Grande sconcerto e preoccupazione in Italia, Stato relatore sul triciclazolo, il quale aveva dato luce verde al prodotto anche appoggiandosi ai pareri favorevoli già espressi negli Stati Uniti dalla Environmental Protection Agency. Cartellino rosso, invece, da Efsa in Europa. A suo parere, vi sarebbe una parte del dossier prodotto da Dow AgroSciences che non poteva essere considerata valida. Ciò potrebbe aprire la strada a un nuovo limite dei residui di legge che renderebbero di fatto inutilizzabile triciclazolo su riso. Passare da un milligrammo per chilo a soli 0,01 stroncherebbe infatti non solo ogni residua velleità registrativa per la molecola, ma stopperebbe perfino le autorizzazioni in deroga. Pure fermerebbe le importazioni che presentassero tracce della sostanza attiva.

Dow AgroSciences, ovviamente, non ci sta e commissiona uno studio a Nomisma dal quale emergerebbe un danno pari a 30 milioni di euro per la risicoltura nostrana in caso di storno del triciclazolo dallo scibile fitoiatrico utilizzabile su riso. Sempre secondo la Società americana la Commissione avrebbe per giunta ignorato il ruolo fondamentale della sostanza attiva nel contenimento della malattia. Inoltre, gli ultimi studi condotti confermerebbero l’assenza di cancerogenicità e genotossicità.
 

Nani contro giganti

All'Europa pare che importi sempre meno difendere le produzioni agricole interne. Una politica, questa, già più volte misurata nel corso degli ultimi vent'anni. Forse perché a trasformare e vendere materie prime altrui costa meno fatica e produce un business ben più allettante per le industrie e le grandi distribuzioni organizzate.
Per rendersi però conto della disparità di condizioni fra l'Italia, primo Paese produttore di riso in Europa, e altre realtà nazionali, prendiamo ad esempio il Vietnam.

Anche nel Paese orientale ci sono infatti malumori, ma per motivi molto diversi dai nostri.

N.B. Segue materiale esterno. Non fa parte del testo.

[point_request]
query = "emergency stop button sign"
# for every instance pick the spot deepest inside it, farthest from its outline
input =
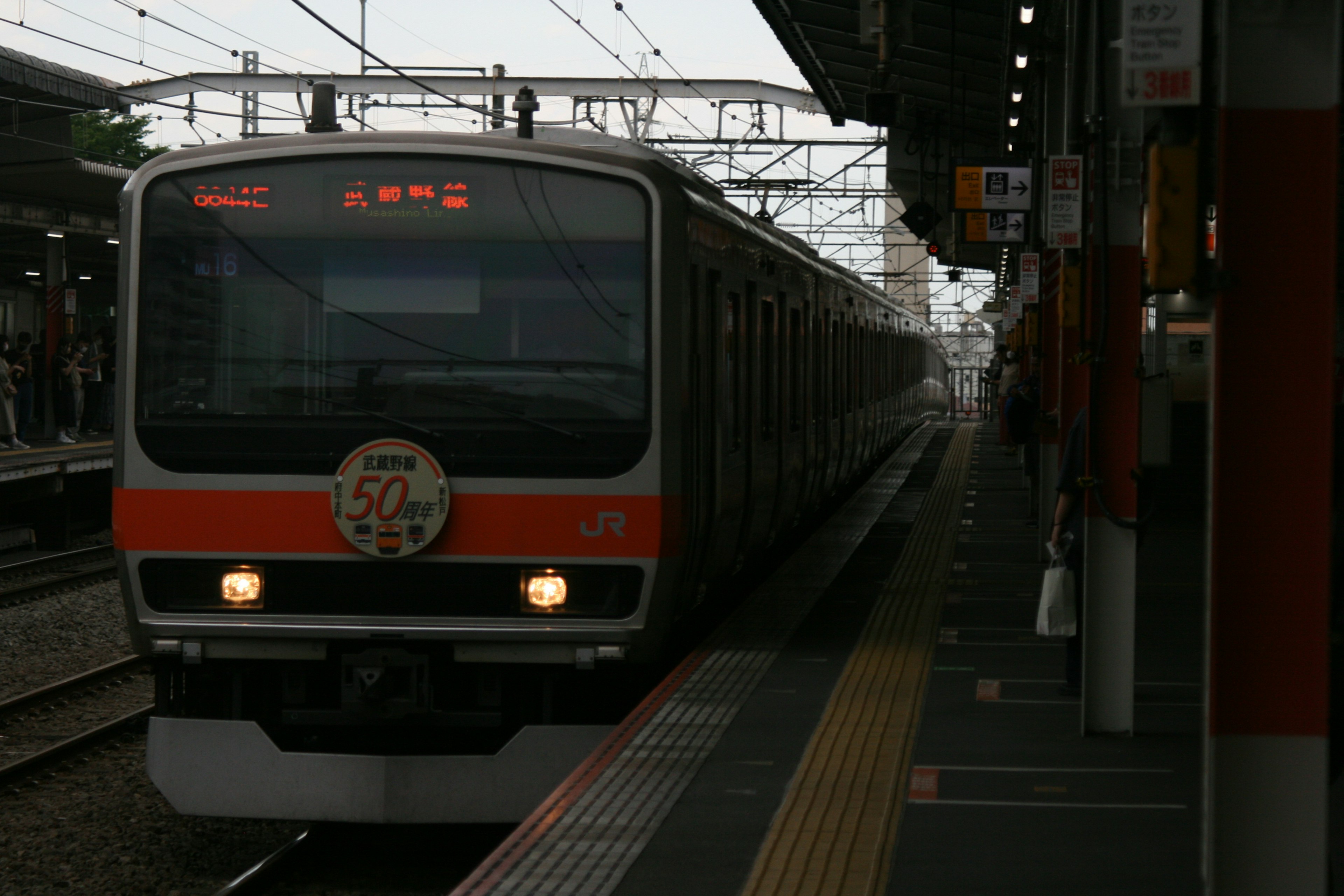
(390, 499)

Secondo l’Associazione agricola vietnamita le esportazioni di riso sarebbero molto insoddisfacenti, per lo meno nei primi otto mesi dell'anno. Il Vietnam avrebbe infatti perso il 13,5% quanto a tonnellate, corrispondente a una perdita in valore pari a circa un decimo rispetto allo stesso periodo dell'anno precedente. Di che numeri stiamo quindi parlando? A settembre 2016 sarebbero “solo” tre milioni e trecentomila tonnellate i volumi di riso esportati dal Vietnam, il quale avrebbe ricavato da ciò ben un miliardo e 430 milioni di dollari. L’Italia non arriva a un milione e mezzo di tonnellate, cioè meno della metà del solo export vietnamita dei primi otto mesi 2016. Un confronto impietoso.

Mentre cioè si reclama da un lato la sovranità alimentare e si strilla affinché si mangi solo made in Italy, dall'altro la normativa continentale sta facendo di tutto perché del suddetto made in Italy ve ne sia sempre meno a disposizione. Per non parlare delle politiche nazionali in tema di agrofarmaci e dei criteri di inclusione ed esclusione delle molecole da parte dei Psr regionali. Un legaccio, questo, tutto italiano.

Altro non si può onestamente concludere, osservando il progressivo disarmo unilaterale che penalizza ogni giorno di più gli agricoltori europei in generale e nazionali in particolare. Un disarmo che avviene proprio mentre le agricolture del resto del mondo stanno schiacciando sul pedale dell'acceleratore e stanno moltiplicando le proprie produzioni. Fatto che le rende sempre più competitive anche sul fronte dei prezzi.

Bello sarebbe scambiarci di problemi col Vietnam, avere cioè noi un export da oltre tre milioni di tonnellate e lasciare a loro le mannaie normative in fatto di difesa fitosanitaria. Ma così non è. Ognuno ha infatti i suoi problemi e se li tiene. Ma mentre Paesi come il Vietnam i problemi li vedono e cercano di rimediarvi, pare che il Vecchio Continente, ormai decadente e bolso, quando i problemi non ci sono faccia tutto il possibile per crearne.

I consumatori si ricordino magari di questo la prossima volta che impugneranno una confezione di riso facendo spesa in qualche supermercato.